Sembra
impossibile ma...
Un
uomo solo scavando per 7 anni la roccia a colpi di martello e
scalpello ha realizzato il Gran Pertus, un acquedotto nei monti della
Val di Susa che dopo 5 secoli è ancora funzionante.
Colombano
Romean nasce a Le Ramats in Piemonte nella seconda metà del
Quattrocento, lavora nelle miniere della Provenza dove apprende
le tecniche minerarie di scavo; quindi torna a casa. Il paese di
Chiomonte lotta da sempre con la carenza d'acqua; serve un acquedotto
che lo colleghi con l'assai meno arido versante della conca di
Touilles. In passato sono stati fatti tentativi di aprire un varco,
ma la perforazione della cresta rocciosa non è riuscita. Nel 1504
Exilles autorizza Chiomonte a scavare il tunnel nel proprio
territorio. Passano più di 20 anni prima che le comunità trovino
un accordo (in Val di Susa evidentemente i trafori non sono mai
piaciuti...). Il 14 ottobre 1526 i lavori di scavo vengono affidati a
Colombano, che ormai ha tra i 50 e i 55 anni; i committenti si
impegnano a versargli 2 emine (46 litri) di buon vino (che pare gli
piaccia parecchio) e un'emina di segala ogni mese di lavoro, più 8
emine di legumi l'anno. Il compenso è stabilito in 5 fiorini per
ogni tesa (1,7 metri) di galleria eseguita.

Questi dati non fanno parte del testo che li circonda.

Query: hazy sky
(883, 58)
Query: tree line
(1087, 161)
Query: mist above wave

Al minatore devono essere
forniti anche gli attrezzi necessari, una baracca, una botte e l'olio
necessario per l'illuminazione della galleria. Il cibo verrà fornito
dagli abitanti della Ramats: sarà il cane di Colombano a far la
spola col villaggio e a portargli ogni giorno da mangiare. Il
minatore ha a disposizione martello, mazza, piccone, cunei in ferro,
e lampade a olio per illuminare la galleria. Il problema
dell'aerazione lo risolve immettendo a forza l'aria con tubi di tela
collegati a un mantice. Colombano
lavora per 7 anni da aprile a ottobre avanzando con un ritmo di fra
i 40 e i 60 centimetri al giorno.
Nel
1533 il Pertus è terminato: una galleria lunga 433 metri, larga fra
80 e 120 centimetri e alta da 1 a 2,5 metri, a un'altitudine tra i
2020 e i 2050. L’opera è tutt’oggi utilizzata per l'irrigazione
dei campi, è in buon stato di conservazione, e sulla volta e lungo
le pareti sono ancora visibili i segni delle lavorazioni. Sulla sorte
di Colombano esistono due leggende: secondo una è stato avvelenato a
fine lavori dai buoni abitanti di Chiomonte per evitare l’esborso
della grossa somma dovuta; l'altra lo vede morire dopo una solenne
sbornia. Ci piace pensare che sia vera la seconda.